The first time I had to say no was recently, and these were the basic facts of the case:
– The call came in on a Wednesday night, at midnight.
– During our summer heat wave, a Boston terrier was having difficulty breathing.
– The dog had had this problem since Sunday, but the owners had discussed it, and just couldn’t wait any longer to call.
– The owners wouldn’t have any money until the first of the month, but they were really good people and would definitely be good for it.
– When I insisted that payment was required at the time services were rendered, they came up with the perfect solution: they would write me a check.
– On the phone, the owners were aggressive and hyper.
So yeah: no.

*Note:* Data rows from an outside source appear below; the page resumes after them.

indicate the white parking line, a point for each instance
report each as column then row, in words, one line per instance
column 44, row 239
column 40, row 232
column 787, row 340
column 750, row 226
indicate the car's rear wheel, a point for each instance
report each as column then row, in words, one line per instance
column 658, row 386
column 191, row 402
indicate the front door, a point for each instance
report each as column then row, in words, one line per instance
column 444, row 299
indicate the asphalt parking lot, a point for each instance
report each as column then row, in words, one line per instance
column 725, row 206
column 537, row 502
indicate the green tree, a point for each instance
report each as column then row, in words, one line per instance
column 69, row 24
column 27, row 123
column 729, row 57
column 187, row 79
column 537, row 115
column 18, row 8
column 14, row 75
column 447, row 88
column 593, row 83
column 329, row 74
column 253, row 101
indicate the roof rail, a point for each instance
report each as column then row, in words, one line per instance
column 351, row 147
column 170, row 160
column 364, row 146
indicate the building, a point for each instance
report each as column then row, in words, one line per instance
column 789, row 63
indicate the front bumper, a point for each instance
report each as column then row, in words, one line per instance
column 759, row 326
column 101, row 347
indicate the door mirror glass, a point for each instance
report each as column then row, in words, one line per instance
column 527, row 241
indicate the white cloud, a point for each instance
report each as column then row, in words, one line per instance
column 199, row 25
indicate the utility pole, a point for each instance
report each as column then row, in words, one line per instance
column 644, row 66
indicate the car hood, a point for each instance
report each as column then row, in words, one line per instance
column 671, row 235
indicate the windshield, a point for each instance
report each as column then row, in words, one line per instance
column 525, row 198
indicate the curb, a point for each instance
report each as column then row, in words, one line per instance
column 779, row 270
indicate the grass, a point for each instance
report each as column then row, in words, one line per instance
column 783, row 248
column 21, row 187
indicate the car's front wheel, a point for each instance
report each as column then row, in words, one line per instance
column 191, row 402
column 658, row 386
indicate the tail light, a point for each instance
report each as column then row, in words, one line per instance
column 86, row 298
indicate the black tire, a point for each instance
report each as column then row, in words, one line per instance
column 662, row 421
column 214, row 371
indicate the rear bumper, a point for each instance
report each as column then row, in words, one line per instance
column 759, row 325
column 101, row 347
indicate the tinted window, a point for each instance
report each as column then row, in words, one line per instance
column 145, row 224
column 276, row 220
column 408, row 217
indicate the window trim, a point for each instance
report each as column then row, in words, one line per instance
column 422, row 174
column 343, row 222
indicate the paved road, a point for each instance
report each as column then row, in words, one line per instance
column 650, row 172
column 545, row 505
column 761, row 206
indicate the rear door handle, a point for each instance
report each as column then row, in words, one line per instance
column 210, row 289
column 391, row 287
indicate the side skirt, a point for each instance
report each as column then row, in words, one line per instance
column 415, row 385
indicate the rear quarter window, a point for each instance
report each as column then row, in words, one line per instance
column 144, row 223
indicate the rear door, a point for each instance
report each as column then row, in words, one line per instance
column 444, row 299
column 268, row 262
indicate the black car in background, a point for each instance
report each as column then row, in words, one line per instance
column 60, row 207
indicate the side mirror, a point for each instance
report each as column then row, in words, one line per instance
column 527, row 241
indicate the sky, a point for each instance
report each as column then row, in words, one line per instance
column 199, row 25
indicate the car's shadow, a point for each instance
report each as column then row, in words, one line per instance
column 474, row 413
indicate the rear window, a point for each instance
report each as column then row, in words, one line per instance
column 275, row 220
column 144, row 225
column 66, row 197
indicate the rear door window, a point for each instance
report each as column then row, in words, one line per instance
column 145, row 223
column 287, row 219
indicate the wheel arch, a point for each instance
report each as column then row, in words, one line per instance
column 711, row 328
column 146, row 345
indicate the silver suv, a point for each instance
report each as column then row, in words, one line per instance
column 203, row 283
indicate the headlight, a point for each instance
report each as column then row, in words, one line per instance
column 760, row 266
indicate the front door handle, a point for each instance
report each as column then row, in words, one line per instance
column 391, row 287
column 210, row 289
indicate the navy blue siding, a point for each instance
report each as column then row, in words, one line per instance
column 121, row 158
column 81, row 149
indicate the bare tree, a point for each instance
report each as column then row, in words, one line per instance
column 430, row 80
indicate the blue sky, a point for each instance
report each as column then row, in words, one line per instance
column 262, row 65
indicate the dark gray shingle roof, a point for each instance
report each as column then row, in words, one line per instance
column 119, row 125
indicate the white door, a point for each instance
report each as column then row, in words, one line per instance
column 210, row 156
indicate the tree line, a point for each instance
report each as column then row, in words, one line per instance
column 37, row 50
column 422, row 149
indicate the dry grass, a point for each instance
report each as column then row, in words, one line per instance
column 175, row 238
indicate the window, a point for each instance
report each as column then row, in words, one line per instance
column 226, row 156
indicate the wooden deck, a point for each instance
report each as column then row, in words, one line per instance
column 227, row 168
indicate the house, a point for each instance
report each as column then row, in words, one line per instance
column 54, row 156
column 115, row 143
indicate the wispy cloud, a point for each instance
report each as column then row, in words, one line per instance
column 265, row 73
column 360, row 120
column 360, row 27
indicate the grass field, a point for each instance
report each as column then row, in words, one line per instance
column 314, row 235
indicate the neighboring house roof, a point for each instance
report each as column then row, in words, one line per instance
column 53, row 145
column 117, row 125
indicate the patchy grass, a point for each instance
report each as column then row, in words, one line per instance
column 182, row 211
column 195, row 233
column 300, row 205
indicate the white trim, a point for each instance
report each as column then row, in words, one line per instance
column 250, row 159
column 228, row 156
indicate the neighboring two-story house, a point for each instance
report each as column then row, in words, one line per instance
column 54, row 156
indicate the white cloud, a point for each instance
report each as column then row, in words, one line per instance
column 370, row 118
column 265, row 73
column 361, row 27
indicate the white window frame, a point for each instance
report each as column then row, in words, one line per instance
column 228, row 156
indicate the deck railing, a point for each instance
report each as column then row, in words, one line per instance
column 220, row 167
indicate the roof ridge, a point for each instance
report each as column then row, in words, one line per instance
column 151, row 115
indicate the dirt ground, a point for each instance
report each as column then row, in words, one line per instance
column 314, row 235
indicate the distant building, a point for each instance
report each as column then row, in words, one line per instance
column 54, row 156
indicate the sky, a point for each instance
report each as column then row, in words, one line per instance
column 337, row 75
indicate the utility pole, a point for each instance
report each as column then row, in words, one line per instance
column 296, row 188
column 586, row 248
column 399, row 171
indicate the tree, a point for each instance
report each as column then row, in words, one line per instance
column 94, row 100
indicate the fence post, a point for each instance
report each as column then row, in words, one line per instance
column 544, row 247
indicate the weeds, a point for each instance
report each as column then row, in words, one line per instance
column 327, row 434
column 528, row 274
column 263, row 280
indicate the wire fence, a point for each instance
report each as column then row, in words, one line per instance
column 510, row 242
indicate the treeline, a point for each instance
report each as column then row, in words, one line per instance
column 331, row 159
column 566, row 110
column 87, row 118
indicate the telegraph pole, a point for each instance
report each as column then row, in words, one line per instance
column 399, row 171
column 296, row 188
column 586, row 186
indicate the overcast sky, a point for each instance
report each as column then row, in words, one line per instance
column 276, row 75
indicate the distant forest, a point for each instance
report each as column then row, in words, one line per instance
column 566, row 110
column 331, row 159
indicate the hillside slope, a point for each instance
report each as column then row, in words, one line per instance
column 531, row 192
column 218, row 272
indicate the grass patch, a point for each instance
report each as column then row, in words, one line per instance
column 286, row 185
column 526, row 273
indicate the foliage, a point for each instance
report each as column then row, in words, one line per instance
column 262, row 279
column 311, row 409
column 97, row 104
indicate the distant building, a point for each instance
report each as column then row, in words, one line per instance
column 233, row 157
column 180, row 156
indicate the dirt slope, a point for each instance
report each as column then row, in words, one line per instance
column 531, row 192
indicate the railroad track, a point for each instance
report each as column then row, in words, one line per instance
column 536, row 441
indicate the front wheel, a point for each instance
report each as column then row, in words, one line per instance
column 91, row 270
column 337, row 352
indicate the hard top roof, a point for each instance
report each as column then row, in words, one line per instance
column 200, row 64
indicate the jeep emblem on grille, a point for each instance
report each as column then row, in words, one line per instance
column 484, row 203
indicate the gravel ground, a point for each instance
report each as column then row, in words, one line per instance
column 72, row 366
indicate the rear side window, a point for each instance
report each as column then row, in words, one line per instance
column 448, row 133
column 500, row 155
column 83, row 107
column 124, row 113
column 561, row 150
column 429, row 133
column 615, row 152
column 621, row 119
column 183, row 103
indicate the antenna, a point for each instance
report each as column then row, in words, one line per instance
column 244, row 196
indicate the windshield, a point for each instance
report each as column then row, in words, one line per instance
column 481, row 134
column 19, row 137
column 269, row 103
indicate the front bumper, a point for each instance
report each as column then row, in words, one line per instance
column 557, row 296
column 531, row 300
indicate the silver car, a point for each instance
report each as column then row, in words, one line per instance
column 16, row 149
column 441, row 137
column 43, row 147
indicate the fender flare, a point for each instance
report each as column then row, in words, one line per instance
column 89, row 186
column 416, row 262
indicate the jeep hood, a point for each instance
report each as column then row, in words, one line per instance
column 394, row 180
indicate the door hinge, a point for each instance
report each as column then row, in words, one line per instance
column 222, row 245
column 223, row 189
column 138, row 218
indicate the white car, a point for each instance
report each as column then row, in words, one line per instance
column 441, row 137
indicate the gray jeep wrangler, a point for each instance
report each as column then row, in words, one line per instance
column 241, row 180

There were three key problems with this case: 1. lack of payment and thinking that writing a bad check constituted payment; 2. that the dog had been having this problem for three days and the owners were just now doing something about it, and 3. I just didn’t trust that all they were after was veterinary care. It amazes me how many people think it’s MY responsibility to care for their pets when they choose not to. I explained that they were welcome to bring her in first thing in the morning and I would do what I could for them, but they were so offended that, and I roughly quote, “their dog had to suffer because I am SO greedy and wouldn’t provide service without payment”. To which i responded that their dog had to suffer because his owners ignored his problems for three days and didn’t call a vet during normal business hours. If it were an established client that I knew and trusted, I definitely would have overlooked the payment issue, but for random people I’ve never met, never heard of*, and for a dog who at least sounds STABLE if not uncomfortable, in the middle of the night, just, no.
I have considered revising my emergency policy so that I am only available for established clients. Because I really love being able to be there for my clients when they need help; I never resent emergency calls for a pet, or at least a client, that I know. On the other hand, probably half of my emergency calls have resulted in GOOD, new clients. So, I don’t know what best to do, and for now, and probably ever, will continue to go on a case-by-case basis.
*It’s a small town, and after 10 months, I’ve heard of just about everybody.